そして黄昏時の学校帰り。
変わらずに一緒に帰って俺の家の前で別れる。話も普通にするし、365日ある日常の中の当たり前のひとコマ。
「じゃあな」
また笑顔で、あいつがそう言う。
「……莉緒っ」
自転車に足をかけたところで俺は呼び止めた。
「ん?」
サラサラとした髪の毛をなびかせて、その顔が振り向く。頭ではたくさんの言葉が浮かんでいたはずなのに莉緒の顔を見たらすべてが飛んでしまった。
「あ、あ、えっと……」
俺はポリポリと頭を掻く。
「……なんだよ?」
「ゆ、遊園地また行く?夏休みとかさ、イベントやるって書いてあったじゃん。
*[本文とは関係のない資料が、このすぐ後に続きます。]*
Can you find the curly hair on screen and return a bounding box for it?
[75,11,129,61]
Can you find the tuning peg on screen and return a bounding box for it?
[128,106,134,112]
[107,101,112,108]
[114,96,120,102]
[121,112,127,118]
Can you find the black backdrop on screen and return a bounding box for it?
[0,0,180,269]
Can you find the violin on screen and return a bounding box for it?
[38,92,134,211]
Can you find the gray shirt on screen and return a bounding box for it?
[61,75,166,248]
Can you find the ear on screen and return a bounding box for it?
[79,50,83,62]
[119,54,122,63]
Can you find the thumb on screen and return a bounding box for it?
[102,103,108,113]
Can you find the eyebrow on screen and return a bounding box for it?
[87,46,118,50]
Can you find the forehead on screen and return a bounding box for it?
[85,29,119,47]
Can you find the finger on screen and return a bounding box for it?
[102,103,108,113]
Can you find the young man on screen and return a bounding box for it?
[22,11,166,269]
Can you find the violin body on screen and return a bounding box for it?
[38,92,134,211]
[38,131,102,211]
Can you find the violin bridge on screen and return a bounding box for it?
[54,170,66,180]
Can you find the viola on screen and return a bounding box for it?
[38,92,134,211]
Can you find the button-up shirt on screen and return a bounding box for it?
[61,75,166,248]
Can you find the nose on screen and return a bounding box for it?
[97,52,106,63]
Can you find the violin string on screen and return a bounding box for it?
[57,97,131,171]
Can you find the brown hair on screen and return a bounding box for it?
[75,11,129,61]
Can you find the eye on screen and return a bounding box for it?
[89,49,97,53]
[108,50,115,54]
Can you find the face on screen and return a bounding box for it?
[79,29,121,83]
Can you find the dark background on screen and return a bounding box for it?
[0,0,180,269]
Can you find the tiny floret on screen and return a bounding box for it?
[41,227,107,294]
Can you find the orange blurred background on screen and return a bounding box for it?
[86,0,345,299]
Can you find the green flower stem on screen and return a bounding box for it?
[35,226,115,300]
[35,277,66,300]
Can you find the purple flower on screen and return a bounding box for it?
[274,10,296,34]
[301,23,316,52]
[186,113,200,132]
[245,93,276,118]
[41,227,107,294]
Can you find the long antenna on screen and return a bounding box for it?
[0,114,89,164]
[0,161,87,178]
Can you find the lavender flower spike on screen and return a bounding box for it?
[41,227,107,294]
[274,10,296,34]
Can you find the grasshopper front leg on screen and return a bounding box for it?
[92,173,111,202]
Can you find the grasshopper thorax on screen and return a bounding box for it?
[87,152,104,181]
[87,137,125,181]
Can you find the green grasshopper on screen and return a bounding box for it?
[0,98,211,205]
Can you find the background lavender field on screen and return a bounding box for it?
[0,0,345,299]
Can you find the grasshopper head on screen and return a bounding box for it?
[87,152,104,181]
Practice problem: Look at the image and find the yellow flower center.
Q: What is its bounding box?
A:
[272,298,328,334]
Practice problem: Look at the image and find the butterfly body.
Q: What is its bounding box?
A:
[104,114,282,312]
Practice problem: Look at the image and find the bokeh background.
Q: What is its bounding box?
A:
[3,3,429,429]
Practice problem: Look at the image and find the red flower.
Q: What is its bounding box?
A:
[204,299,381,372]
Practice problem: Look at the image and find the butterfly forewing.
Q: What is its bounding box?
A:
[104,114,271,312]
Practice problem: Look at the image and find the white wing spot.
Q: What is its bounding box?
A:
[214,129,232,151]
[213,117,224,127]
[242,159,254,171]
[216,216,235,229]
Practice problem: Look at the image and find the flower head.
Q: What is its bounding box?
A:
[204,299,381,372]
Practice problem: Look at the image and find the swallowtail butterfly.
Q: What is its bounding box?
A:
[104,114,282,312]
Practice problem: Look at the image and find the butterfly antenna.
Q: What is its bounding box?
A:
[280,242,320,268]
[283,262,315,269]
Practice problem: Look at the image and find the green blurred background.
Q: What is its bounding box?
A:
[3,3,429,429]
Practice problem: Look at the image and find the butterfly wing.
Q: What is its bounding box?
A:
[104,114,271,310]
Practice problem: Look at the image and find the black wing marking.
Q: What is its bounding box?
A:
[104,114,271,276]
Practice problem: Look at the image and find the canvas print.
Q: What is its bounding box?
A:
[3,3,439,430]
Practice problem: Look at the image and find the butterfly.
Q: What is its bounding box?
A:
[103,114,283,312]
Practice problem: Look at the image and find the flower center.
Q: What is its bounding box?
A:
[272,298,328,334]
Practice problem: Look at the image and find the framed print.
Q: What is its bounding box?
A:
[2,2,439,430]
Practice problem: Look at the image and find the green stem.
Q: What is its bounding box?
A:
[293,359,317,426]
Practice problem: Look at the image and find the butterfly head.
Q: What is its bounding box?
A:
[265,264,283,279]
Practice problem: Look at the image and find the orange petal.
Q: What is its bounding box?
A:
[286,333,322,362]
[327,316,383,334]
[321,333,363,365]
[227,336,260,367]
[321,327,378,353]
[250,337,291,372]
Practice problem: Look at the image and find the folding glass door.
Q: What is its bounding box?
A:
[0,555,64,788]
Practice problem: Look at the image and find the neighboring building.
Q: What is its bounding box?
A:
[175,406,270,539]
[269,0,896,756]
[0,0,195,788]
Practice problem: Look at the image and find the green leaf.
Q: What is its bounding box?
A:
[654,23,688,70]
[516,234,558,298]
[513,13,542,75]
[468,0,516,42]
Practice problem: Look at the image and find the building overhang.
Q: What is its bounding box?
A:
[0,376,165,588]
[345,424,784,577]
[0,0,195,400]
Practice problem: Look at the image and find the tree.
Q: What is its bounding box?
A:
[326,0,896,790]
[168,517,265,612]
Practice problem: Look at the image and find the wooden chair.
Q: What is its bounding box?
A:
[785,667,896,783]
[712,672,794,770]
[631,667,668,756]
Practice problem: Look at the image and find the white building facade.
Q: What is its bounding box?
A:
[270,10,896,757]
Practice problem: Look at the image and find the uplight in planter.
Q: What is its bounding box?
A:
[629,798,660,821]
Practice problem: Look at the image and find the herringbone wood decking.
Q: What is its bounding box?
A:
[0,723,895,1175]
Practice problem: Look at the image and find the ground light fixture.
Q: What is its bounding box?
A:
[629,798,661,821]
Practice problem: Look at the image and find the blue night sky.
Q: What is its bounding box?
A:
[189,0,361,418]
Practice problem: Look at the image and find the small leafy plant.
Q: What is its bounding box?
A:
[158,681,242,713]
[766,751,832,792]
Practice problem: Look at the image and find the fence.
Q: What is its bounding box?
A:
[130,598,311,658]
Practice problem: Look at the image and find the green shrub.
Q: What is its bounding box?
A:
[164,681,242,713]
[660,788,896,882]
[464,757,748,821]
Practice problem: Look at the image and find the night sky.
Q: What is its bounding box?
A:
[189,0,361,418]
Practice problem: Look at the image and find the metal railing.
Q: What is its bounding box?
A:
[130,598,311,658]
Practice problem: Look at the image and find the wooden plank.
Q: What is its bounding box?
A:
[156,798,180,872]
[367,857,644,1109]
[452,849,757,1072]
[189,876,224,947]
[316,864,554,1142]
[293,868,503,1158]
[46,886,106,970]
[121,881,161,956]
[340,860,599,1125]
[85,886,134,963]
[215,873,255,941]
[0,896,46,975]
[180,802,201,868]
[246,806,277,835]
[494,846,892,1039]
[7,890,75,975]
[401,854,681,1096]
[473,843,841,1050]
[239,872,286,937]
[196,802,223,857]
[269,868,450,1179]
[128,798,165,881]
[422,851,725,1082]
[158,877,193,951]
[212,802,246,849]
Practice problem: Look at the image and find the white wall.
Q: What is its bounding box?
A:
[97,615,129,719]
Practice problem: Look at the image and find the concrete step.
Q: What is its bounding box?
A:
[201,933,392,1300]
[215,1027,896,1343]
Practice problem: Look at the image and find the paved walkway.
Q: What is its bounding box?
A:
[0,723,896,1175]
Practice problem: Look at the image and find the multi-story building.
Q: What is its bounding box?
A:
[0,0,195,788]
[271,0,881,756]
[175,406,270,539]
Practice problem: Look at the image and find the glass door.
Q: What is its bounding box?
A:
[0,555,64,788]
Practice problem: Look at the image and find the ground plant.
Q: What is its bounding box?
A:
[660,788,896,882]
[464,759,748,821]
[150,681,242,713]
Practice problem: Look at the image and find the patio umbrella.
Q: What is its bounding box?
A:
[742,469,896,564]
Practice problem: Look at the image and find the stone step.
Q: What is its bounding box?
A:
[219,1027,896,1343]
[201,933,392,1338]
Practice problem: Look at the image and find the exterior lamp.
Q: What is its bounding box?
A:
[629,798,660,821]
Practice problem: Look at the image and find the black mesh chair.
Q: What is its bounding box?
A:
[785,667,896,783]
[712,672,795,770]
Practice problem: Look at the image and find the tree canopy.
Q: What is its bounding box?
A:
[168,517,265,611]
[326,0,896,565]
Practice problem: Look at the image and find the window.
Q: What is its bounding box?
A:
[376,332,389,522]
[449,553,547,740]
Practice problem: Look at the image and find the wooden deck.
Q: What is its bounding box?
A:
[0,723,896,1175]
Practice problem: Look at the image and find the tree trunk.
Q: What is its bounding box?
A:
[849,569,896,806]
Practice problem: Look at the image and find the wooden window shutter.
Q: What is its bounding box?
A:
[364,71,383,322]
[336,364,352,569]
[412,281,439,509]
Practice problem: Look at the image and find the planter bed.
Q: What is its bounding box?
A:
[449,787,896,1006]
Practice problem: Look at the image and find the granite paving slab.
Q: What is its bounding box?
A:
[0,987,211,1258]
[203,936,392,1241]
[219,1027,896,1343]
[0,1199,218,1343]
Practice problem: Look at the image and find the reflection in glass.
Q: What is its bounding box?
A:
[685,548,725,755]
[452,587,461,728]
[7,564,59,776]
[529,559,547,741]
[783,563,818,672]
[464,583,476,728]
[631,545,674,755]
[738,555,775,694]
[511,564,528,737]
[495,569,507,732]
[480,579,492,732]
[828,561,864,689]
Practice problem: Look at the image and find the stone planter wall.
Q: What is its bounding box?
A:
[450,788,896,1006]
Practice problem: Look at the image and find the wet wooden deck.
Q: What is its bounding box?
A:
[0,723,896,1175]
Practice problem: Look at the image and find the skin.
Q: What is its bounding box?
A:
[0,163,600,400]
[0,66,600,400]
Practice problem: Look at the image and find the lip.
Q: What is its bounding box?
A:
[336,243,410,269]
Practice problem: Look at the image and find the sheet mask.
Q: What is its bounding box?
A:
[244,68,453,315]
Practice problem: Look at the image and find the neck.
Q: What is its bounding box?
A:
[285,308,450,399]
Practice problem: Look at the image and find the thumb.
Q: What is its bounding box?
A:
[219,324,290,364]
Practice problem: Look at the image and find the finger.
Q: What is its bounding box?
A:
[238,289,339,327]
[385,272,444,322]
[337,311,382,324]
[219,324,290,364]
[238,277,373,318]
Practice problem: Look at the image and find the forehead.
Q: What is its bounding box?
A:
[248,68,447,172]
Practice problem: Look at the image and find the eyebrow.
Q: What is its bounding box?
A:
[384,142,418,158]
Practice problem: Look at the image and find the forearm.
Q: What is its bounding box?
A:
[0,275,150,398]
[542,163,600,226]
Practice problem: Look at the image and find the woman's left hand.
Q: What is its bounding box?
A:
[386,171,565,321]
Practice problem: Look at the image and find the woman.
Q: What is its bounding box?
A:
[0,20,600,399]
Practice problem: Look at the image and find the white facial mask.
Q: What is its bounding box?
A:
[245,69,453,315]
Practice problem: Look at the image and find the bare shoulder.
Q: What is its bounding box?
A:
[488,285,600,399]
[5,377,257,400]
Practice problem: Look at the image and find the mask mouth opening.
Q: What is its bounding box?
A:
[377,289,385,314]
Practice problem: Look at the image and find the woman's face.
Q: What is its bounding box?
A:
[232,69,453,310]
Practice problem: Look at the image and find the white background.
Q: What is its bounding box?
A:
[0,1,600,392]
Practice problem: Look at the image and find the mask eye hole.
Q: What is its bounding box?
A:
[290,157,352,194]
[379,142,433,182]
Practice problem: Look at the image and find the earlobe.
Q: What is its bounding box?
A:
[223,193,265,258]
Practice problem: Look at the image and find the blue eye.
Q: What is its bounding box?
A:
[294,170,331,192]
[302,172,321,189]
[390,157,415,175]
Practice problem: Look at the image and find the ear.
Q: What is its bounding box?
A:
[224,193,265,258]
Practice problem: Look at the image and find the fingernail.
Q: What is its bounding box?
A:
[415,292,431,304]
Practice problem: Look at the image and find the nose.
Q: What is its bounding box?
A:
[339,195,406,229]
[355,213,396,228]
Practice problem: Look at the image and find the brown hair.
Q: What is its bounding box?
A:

乗り物だって全部回れたわけじゃないし、また今度……」
そんな話し方が乱れる俺を見て莉緒はフッと笑う。
「玲汰の課題が終わったらな」
そう誤魔化されて、あいつは走り去ってしまった。
無理やり俺を遊園地に連れていったくせに俺が誘うと莉緒は〝行く〟とは言わない。
不安が消えない。
この耳元で騒ぐセミたちのように夏が終わって気づいたら静かになって。うるさかったのが嘘のように俺の前から消えてしまうんじゃないかって。
そんな不安が、ずっとずっと消えない。
だからなのか、俺は見えなくなるまであいつの後ろ姿を見つめていた。